In the old days, for some, going shopping in Nigeria meant going to London.
Now Nigerians, at least in Lagos, can go to the country's first shopping mall and parade past air-conditioned shops of clothes and jewellery, or sit in a coffee shop, sipping a latte or cappuccino. The centrepiece is a South African Shoprite supermarket - again Nigeria's first - where the middle classes can buy ordinary things such as biscuits and pre-packed beef.
Not far away, on the edge of the street, are the old shops - open-air markets where women sit with little piles of tomatoes or onions on the ground in front of them. Nearby, in the open air hang slabs of meat feasted on by flies. Until a few years ago, these markets and a few family stores were all that was available as shops.
Elements of the old Nigeria are still visible at the Palms Mall. The Shoprite manager, Andrew Mweemba, complains that containers of perishables regularly get held up at the port. The local electricity supply is too unreliable, so the whole mall is powered by generators, which puts prices up. But, says Mweemba, they are hitting their targets and controlling costs.
They are planning several other malls in what must be one of the last countries in the world to enjoy retail services the rest of the human race take for granted. This is probably the most visible sign of a new Nigeria, a country that is becoming more in tune with the rest of the planet. Its cause is the growth of a young middle class, many of whom have returned from London or New York to work in the booming financial services industry.
The Nigerian "Big Bang" started in 2001 with a free auction for Nigeria's mobile phone licences. Stung by a global reputation for corruption and fraud, President Olusegun Obasanjo's government started to reform the banks, reducing their number from 89 to 25, and supporting businesses that wanted to do things according to international standards.
In the old days Nigerian business people were simply agents, getting contracts from the state or acting for foreign companies. Nigeria produced little except oil and gas, and its exceedingly rich elite stayed rich because of connections, not competence.
Osaze Osifo, 39, who worked for HSBC in London, is typical of the new generation. He and six other Nigerian professionals are setting up a US$300m ($407m) equity fund in cool, glass-panelled offices with a view across the lagoon and out to sea.

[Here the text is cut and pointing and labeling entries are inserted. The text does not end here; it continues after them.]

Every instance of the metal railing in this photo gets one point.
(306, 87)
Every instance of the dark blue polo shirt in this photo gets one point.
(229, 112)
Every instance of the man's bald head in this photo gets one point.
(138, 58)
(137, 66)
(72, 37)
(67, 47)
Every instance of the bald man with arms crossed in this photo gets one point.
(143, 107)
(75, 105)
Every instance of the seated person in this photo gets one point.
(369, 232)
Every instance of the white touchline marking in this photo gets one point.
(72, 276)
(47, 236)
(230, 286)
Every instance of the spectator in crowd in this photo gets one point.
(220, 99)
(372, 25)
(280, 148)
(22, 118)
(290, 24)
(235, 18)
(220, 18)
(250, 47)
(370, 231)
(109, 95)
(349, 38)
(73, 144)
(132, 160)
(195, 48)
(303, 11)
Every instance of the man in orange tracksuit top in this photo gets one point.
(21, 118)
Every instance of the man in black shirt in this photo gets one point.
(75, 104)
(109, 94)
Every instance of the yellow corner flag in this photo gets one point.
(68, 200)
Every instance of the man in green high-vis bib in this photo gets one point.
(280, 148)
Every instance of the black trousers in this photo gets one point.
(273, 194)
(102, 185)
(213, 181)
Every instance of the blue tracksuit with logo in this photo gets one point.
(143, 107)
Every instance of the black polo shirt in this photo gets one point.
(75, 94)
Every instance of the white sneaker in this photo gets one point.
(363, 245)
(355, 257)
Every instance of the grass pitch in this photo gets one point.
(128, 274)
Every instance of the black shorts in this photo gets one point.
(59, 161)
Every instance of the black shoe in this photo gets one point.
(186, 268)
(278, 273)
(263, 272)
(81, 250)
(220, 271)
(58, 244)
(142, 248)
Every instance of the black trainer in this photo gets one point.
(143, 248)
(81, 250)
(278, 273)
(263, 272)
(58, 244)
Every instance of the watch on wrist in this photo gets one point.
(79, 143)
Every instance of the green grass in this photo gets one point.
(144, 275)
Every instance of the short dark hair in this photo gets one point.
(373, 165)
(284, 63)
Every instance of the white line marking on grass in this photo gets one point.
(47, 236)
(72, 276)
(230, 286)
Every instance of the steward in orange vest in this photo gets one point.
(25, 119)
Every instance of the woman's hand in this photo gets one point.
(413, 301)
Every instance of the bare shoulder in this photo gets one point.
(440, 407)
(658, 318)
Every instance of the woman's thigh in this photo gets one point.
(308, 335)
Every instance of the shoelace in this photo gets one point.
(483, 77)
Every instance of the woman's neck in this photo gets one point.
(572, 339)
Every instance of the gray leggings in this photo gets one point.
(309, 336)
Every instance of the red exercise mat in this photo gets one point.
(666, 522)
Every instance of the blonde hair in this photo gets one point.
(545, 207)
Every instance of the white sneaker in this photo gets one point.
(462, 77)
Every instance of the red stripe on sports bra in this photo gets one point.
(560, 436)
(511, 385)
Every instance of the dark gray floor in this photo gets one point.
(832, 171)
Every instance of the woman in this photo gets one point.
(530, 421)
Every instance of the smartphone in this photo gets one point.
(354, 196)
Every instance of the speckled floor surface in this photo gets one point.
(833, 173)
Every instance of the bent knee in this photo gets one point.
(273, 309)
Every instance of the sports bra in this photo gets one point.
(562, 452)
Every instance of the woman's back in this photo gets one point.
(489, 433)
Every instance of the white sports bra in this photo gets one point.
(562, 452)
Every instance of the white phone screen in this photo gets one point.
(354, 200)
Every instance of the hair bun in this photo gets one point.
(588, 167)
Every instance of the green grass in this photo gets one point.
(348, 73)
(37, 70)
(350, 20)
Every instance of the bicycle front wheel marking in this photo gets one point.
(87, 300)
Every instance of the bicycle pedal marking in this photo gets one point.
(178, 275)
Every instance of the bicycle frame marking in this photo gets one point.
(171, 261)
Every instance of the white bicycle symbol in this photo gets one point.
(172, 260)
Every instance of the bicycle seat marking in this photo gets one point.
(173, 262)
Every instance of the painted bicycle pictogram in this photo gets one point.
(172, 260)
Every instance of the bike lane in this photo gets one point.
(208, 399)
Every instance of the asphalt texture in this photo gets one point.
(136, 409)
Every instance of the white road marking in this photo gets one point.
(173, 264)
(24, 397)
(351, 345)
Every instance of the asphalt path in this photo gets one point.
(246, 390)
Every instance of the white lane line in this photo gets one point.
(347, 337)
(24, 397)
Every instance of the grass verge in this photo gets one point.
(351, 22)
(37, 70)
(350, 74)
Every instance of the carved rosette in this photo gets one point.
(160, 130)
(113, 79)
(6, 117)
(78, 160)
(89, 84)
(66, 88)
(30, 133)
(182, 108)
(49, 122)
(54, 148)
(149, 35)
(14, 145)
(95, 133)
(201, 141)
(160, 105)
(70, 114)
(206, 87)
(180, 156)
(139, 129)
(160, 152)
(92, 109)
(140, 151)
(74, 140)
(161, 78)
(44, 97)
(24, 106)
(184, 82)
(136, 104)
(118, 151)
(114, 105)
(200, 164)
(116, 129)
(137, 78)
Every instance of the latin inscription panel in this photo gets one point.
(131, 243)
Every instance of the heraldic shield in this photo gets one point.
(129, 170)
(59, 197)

They have international businessmen on to their board to make sure everything is done in accordance with international business practice.
"It is not just local people and people coming back from overseas," he explains. "Nigeria is where it is at. The hotels are full, and the merchant banks are beginning to arrive." What encouraged people like him to return was the business space opened up by the economic reforms. Obasanjo picked a business-minded team to run the economy and the national bank, and appointed a brave young police officer to run the anti-corruption body, the Economic and Financial Crimes Commission. Its spectacular investigations and arrests of prominent people have helped to persuade outsiders that you can do business in Nigeria without being corrupt. The sale of mobile phone licences in 2001 was the start of the new era, according to Osifo.